Wasserstein Barycenters and Applications in Image Processing
In optimal transport, a Wasserstein barycenter (Santambrogio 2015) is a probability measure that represents a weighted average between several probability measures with regard to the Wasserstein distance. This generalizes the notions of physical barycenters and geometric centroids to the domain of measures.
Wasserstein Barycenters
Motivation
Barycenters in physics and geometry are points that represent a notion of a mean of a number of objects. In astronomy, the barycenter is the center of mass of two or more objects that orbit each other, and in geometry, a centroid is the arithmetic mean of all the points in an object. Given countably many points \(\{x_i\}_{i \in I} \subseteq \mathbb{R}^n\) and nonnegative weights \(\{\lambda_i\}_{i\in I}\), the weighted \(L^2\) barycenter of the points is the unique point \(y \in \mathbb{R}^n\) such that:
\[y = \arg \min_{y \in \mathbb{R}^n} \sum_{i \in I} \lambda_i \|y - x_i\|^2\]

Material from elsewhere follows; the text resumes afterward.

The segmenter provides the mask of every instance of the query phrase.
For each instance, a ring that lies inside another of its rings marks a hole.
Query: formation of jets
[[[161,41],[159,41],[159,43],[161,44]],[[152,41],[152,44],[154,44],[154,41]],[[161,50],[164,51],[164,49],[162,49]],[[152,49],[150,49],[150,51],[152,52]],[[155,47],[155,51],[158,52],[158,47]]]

Wasserstein barycenters capture this concept for probability measures by replacing the Euclidean distance with the Wasserstein distance of two probability measures, \(W_2(\mu, \nu)\).
Definition
Let \(\Omega\) be a domain and \(\mathcal{P}(\Omega)\) be the set of probability measures on \(\Omega\). Given a collection of probability measures \(\{\mu_i \}_{i \in I}\) and nonnegative weights \(\{\lambda_i\}_{i \in I}\), we define the Wasserstein barycenter of \(\{\mu_i\}_{i \in I}\) as any probability measure \(\mu\) that minimizes the functional:
\[\sum_{i \in I} \lambda_i W_2( \mu_i, \mu)^2\]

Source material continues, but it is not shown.